How big data can help find new mineral deposits
Scientists from the Deep Carbon Observatory in the U.S. published a study this week where they report the first application to mineralogy of network theory, commonly used in the analysis of the spread of disease, terrorist cell connections, or Facebook connections.
The study appeared in American Mineralogist and it shows how the application of big data analysis to mineralogy can help predict minerals missing from those known to science, as well as where to find new deposits.
“The quest for new mineral deposits is incessant, but until recently, mineral discovery has been more a matter of luck than scientific prediction,” said Shaunna Morrison, lead author of the report, in a media statement. “All that may change thanks to big data,” she added.
Morrison and her colleagues’ plan is to use network analysis to delve deeply into the databases that describe millions of mineral specimens from hundreds of thousands of localities around the world and that have been put together by Earth scientists throughout centuries.
Such databases contain details of where each mineral was discovered, all of its known occurrences, and the ages of those deposits. They also record essential information on chemical compositions and a host of physical properties, including hardness, color, atomic structure, and more. These are the inputs of big data that scientists now want to analyze using modeling and visualization tools.
In other words, the network analysis technique will enable them to represent data from multiple variables on thousands of minerals sampled from hundreds of thousands of locations within a single graph.

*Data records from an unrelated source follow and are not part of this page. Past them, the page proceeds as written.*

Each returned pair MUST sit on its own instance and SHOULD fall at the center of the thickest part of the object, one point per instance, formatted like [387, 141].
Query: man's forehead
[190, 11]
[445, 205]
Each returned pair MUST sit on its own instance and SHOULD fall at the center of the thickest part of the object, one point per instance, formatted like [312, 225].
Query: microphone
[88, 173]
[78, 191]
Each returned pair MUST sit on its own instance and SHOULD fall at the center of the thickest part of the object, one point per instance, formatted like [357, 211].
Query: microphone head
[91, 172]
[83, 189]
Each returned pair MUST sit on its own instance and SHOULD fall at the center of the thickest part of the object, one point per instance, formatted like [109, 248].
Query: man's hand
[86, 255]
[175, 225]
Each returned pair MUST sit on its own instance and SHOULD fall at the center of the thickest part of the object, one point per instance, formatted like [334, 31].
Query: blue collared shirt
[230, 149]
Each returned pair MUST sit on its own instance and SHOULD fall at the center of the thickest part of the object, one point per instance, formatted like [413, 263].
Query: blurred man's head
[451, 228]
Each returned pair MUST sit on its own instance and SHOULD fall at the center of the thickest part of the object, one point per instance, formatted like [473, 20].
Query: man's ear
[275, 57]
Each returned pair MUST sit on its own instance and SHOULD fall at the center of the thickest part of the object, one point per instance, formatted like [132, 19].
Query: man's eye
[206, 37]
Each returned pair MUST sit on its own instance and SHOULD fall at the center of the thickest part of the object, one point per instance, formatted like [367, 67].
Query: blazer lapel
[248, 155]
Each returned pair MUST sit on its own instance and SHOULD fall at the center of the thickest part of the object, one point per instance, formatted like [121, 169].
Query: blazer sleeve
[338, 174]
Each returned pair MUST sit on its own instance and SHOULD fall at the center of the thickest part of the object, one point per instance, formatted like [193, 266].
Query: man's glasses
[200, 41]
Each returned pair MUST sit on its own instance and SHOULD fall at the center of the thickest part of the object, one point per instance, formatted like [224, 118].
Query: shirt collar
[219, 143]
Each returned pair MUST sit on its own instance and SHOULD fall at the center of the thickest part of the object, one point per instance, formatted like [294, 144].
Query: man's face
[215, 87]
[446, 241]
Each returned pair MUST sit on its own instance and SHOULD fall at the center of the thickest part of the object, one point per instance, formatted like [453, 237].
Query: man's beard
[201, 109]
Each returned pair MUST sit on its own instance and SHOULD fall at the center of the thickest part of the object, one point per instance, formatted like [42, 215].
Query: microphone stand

“These visualizations can reveal patterns of occurrence and distribution that might otherwise be hidden within a spreadsheet. Big data provides an intimate picture of which minerals coexist with each other, as well as what geological, physical, chemical, and (perhaps most surprising) biological characteristics are necessary for their appearance. From those insights it’s a relatively simple step to predict what minerals are missing from scientific lists, as well as where to go to find new deposits,” the press release reads.
The technique, the scientists say, has already been used to predict 145 missing carbon-bearing minerals and where to find them. Ten have been found so far.
According to Morrison, the results pioneer a potential way to reveal mineral diversity and distribution worldwide, their evolution through deep time, new trends, and new deposits of high-value metals such as gold or copper.